AI moves deeper into regulated finance and state power

Reuters reports that Lloyds Banking Group has begun piloting an AI tool through Scottish Widows to help customers with investment guidance, making it the first UK lender to roll out such a product. AI is now being placed closer to consumer-facing financial decision support while the FCA is simultaneously reviewing how AI could reshape market power, supervision and the boundary between guidance and regulated advice.

AI oversight shifts towards infrastructure

Reuters reports that Google is discussing a deal with the US Department of Defense that could allow Gemini models to be deployed in classified settings for lawful uses. That is notable not because the arrangement is final, but because it shows frontier models moving further into state security infrastructure.

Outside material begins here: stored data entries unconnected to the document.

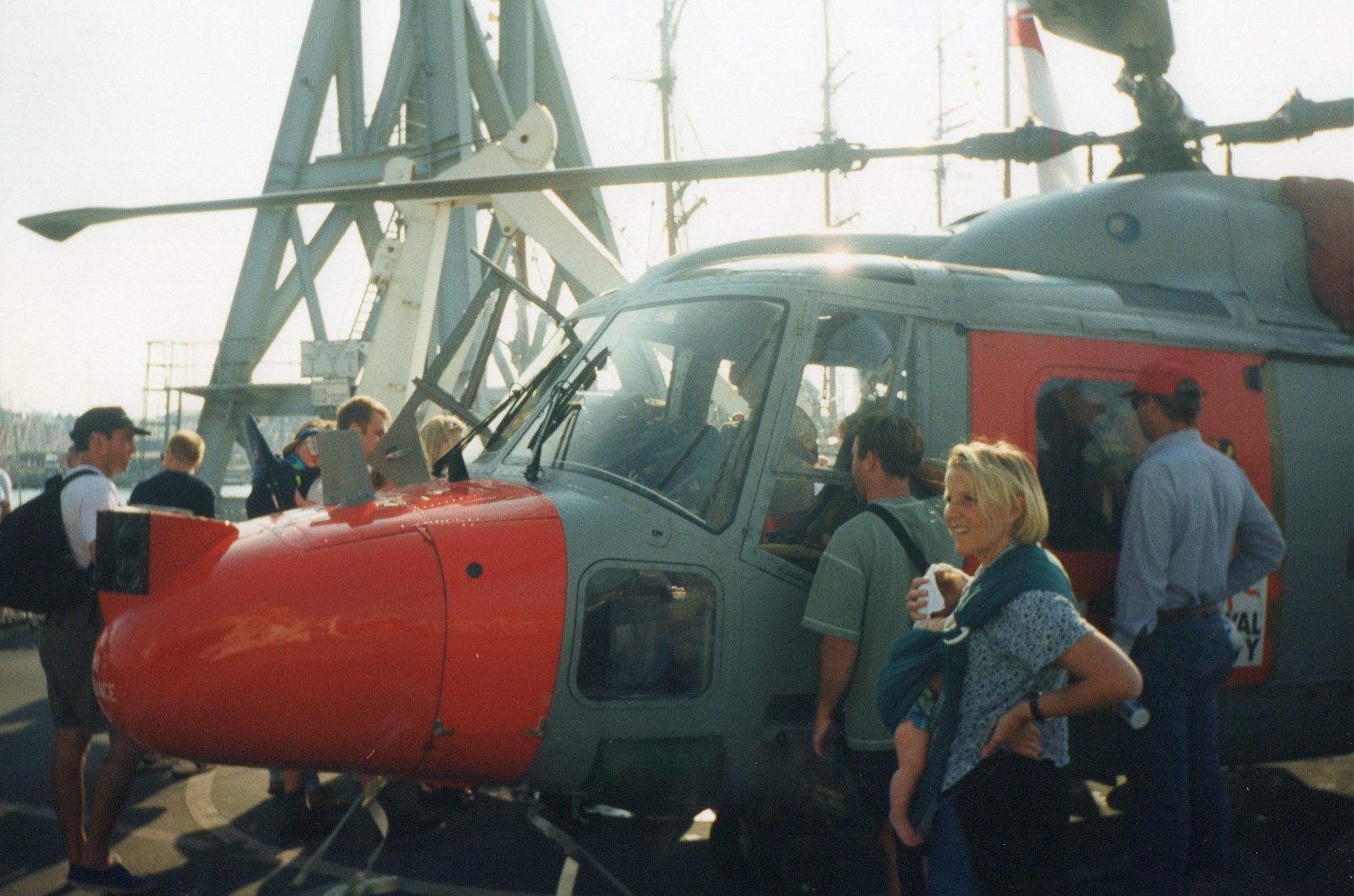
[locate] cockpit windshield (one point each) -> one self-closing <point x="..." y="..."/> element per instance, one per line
<point x="659" y="402"/>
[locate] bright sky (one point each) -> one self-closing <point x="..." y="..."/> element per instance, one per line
<point x="140" y="102"/>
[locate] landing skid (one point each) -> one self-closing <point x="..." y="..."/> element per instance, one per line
<point x="365" y="883"/>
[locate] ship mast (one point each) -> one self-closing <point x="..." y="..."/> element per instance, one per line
<point x="674" y="217"/>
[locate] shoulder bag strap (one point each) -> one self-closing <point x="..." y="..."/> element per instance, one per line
<point x="914" y="553"/>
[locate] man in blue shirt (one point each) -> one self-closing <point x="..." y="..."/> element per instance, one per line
<point x="1187" y="506"/>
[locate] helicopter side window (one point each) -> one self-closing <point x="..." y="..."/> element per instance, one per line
<point x="1089" y="446"/>
<point x="646" y="633"/>
<point x="655" y="406"/>
<point x="853" y="369"/>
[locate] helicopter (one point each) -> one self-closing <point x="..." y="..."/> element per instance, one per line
<point x="607" y="604"/>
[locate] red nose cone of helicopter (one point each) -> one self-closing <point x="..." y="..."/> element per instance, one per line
<point x="416" y="635"/>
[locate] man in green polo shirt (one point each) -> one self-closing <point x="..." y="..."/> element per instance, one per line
<point x="859" y="604"/>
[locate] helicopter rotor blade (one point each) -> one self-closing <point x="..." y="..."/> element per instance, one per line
<point x="833" y="156"/>
<point x="1028" y="144"/>
<point x="1297" y="118"/>
<point x="840" y="155"/>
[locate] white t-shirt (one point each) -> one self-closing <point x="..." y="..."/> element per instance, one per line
<point x="80" y="505"/>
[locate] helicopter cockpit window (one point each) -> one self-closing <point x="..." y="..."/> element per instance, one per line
<point x="646" y="633"/>
<point x="659" y="399"/>
<point x="1089" y="446"/>
<point x="855" y="369"/>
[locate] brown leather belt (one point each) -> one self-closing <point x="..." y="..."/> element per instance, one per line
<point x="1187" y="612"/>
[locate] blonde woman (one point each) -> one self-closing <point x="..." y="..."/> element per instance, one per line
<point x="1011" y="654"/>
<point x="439" y="433"/>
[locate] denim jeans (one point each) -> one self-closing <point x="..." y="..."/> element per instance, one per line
<point x="1178" y="821"/>
<point x="951" y="869"/>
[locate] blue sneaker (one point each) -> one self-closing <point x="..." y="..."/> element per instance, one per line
<point x="110" y="880"/>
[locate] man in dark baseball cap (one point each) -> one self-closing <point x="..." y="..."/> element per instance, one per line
<point x="103" y="442"/>
<point x="102" y="420"/>
<point x="1194" y="534"/>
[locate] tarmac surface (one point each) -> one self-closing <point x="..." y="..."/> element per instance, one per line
<point x="215" y="832"/>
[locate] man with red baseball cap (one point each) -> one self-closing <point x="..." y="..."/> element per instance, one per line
<point x="1187" y="506"/>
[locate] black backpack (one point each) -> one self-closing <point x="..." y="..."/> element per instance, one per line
<point x="37" y="571"/>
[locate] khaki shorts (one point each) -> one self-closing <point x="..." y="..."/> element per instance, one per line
<point x="65" y="648"/>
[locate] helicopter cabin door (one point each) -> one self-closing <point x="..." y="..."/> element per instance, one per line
<point x="1062" y="399"/>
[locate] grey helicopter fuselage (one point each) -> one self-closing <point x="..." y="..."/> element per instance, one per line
<point x="684" y="674"/>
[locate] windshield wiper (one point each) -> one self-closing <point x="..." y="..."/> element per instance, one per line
<point x="560" y="404"/>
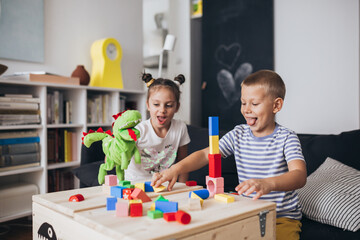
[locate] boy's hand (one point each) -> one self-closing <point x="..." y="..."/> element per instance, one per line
<point x="169" y="175"/>
<point x="260" y="186"/>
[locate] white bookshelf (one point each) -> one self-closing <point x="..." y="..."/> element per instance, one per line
<point x="78" y="95"/>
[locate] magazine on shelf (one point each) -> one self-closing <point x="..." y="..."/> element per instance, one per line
<point x="42" y="77"/>
<point x="19" y="105"/>
<point x="19" y="99"/>
<point x="9" y="160"/>
<point x="19" y="148"/>
<point x="26" y="165"/>
<point x="18" y="134"/>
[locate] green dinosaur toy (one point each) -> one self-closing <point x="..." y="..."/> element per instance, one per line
<point x="119" y="146"/>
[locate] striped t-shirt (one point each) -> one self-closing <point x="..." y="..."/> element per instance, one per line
<point x="263" y="157"/>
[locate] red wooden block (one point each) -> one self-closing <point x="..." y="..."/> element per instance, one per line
<point x="76" y="198"/>
<point x="140" y="194"/>
<point x="191" y="183"/>
<point x="182" y="217"/>
<point x="214" y="165"/>
<point x="136" y="209"/>
<point x="169" y="217"/>
<point x="127" y="193"/>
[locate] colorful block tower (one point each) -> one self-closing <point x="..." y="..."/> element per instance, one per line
<point x="214" y="182"/>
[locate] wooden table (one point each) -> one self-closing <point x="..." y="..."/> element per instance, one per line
<point x="89" y="219"/>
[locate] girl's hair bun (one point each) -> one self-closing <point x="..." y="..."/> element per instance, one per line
<point x="146" y="77"/>
<point x="180" y="78"/>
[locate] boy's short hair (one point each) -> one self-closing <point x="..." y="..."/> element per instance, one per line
<point x="270" y="80"/>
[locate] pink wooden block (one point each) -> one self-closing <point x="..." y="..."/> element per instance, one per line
<point x="122" y="209"/>
<point x="111" y="180"/>
<point x="140" y="194"/>
<point x="215" y="185"/>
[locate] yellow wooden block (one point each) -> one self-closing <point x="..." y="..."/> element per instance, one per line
<point x="224" y="198"/>
<point x="140" y="185"/>
<point x="214" y="144"/>
<point x="194" y="195"/>
<point x="159" y="189"/>
<point x="152" y="207"/>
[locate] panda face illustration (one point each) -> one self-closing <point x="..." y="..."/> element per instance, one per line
<point x="46" y="231"/>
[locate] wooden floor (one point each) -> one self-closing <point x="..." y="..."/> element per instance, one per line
<point x="19" y="229"/>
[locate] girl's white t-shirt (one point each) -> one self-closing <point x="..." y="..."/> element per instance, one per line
<point x="156" y="153"/>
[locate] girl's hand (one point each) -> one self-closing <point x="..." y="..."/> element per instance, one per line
<point x="260" y="186"/>
<point x="169" y="175"/>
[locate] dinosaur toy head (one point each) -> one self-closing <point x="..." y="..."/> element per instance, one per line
<point x="126" y="119"/>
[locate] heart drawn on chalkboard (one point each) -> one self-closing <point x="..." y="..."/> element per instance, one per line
<point x="228" y="55"/>
<point x="230" y="85"/>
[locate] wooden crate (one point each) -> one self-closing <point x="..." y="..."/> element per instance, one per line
<point x="90" y="219"/>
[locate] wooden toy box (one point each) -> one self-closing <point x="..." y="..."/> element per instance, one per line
<point x="54" y="216"/>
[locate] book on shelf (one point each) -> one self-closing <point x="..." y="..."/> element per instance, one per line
<point x="9" y="160"/>
<point x="19" y="148"/>
<point x="56" y="148"/>
<point x="43" y="77"/>
<point x="70" y="149"/>
<point x="26" y="165"/>
<point x="19" y="99"/>
<point x="19" y="105"/>
<point x="7" y="141"/>
<point x="18" y="134"/>
<point x="19" y="119"/>
<point x="99" y="108"/>
<point x="74" y="146"/>
<point x="19" y="111"/>
<point x="58" y="109"/>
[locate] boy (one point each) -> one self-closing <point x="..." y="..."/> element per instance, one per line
<point x="268" y="156"/>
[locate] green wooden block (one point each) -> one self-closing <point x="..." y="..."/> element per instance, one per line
<point x="123" y="183"/>
<point x="155" y="214"/>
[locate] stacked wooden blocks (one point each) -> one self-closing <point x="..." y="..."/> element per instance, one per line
<point x="136" y="196"/>
<point x="214" y="182"/>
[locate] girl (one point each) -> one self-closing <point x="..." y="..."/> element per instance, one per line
<point x="163" y="140"/>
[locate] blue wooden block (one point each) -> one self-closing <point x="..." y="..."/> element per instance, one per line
<point x="213" y="126"/>
<point x="111" y="203"/>
<point x="116" y="191"/>
<point x="166" y="207"/>
<point x="148" y="187"/>
<point x="203" y="193"/>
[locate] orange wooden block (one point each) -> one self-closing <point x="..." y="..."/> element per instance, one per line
<point x="140" y="194"/>
<point x="214" y="165"/>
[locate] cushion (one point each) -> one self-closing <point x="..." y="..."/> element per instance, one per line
<point x="343" y="147"/>
<point x="332" y="195"/>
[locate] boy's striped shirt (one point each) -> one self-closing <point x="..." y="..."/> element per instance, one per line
<point x="263" y="157"/>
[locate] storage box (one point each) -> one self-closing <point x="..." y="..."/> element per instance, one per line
<point x="16" y="198"/>
<point x="241" y="219"/>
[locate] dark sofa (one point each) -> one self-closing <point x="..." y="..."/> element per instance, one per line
<point x="344" y="147"/>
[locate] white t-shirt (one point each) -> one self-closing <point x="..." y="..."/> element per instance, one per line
<point x="156" y="153"/>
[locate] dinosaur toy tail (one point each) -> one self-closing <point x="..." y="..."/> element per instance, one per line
<point x="92" y="136"/>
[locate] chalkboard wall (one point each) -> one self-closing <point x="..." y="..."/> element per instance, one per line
<point x="237" y="39"/>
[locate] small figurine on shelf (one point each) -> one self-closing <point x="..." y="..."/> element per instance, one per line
<point x="81" y="73"/>
<point x="119" y="146"/>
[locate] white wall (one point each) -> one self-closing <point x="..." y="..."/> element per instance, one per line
<point x="71" y="26"/>
<point x="317" y="55"/>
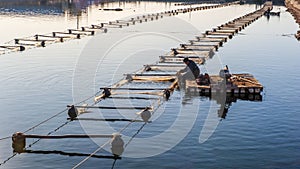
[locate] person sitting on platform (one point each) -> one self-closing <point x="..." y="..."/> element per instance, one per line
<point x="190" y="72"/>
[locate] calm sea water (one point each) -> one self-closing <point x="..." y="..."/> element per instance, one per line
<point x="38" y="83"/>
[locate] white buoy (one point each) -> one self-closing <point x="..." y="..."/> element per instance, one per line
<point x="145" y="114"/>
<point x="18" y="142"/>
<point x="117" y="144"/>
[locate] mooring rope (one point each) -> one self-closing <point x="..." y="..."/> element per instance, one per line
<point x="5" y="161"/>
<point x="4" y="138"/>
<point x="49" y="133"/>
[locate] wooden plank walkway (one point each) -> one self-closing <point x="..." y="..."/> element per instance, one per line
<point x="56" y="37"/>
<point x="237" y="84"/>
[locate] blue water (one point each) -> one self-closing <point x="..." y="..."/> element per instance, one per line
<point x="38" y="83"/>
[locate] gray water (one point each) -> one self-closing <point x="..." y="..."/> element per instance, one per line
<point x="38" y="83"/>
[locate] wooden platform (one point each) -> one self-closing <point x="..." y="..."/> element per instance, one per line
<point x="237" y="84"/>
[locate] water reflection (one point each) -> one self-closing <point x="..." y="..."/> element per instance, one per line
<point x="48" y="6"/>
<point x="223" y="102"/>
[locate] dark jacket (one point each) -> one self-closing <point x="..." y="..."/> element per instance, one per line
<point x="192" y="66"/>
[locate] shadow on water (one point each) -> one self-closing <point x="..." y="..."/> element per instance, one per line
<point x="57" y="7"/>
<point x="224" y="102"/>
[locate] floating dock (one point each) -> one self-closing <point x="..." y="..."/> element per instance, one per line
<point x="294" y="8"/>
<point x="243" y="85"/>
<point x="58" y="37"/>
<point x="236" y="84"/>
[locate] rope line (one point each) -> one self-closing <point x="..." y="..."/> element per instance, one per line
<point x="4" y="138"/>
<point x="5" y="161"/>
<point x="84" y="160"/>
<point x="49" y="133"/>
<point x="33" y="127"/>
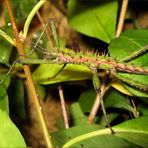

OpenAI pauses UK data-centre plan

Reuters reports that OpenAI has paused its main UK data-centre project, citing an unfavourable regulatory environment and high energy costs. The practical signal is that AI industrial policy is now colliding with siting, power and legal certainty, making deployment conditions as important as model capability.

Health regulation and legal infrastructure move to the front

Reuters reports that Anthropic has launched “Project Glasswing”, a cybersecurity initiative with partners including Amazon, Microsoft, Apple, Google, Nvidia, CrowdStrike and Palo Alto Networks. Frontier-model deployment is being framed less as a general productivity story and more as controlled use in defensive security, with credits and donations attached to encourage testing around critical software infrastructure.

AI expansion meets infrastructure friction

Reuters reports that Amazon, Microsoft and Alphabet are facing rising investor pressure over the water, power and pollution impacts of US data-centre projects after some large developments were abandoned following community opposition. AI build-out is increasingly encountering environmental and local-consent limits, not just capital constraints.

AI infrastructure moves centre stage

Reuters reports that a new U.N. Economic Commission for Africa report says African states should borrow, strengthen domestic revenue and mobilise pension and sovereign wealth funds to build the infrastructure needed for AI.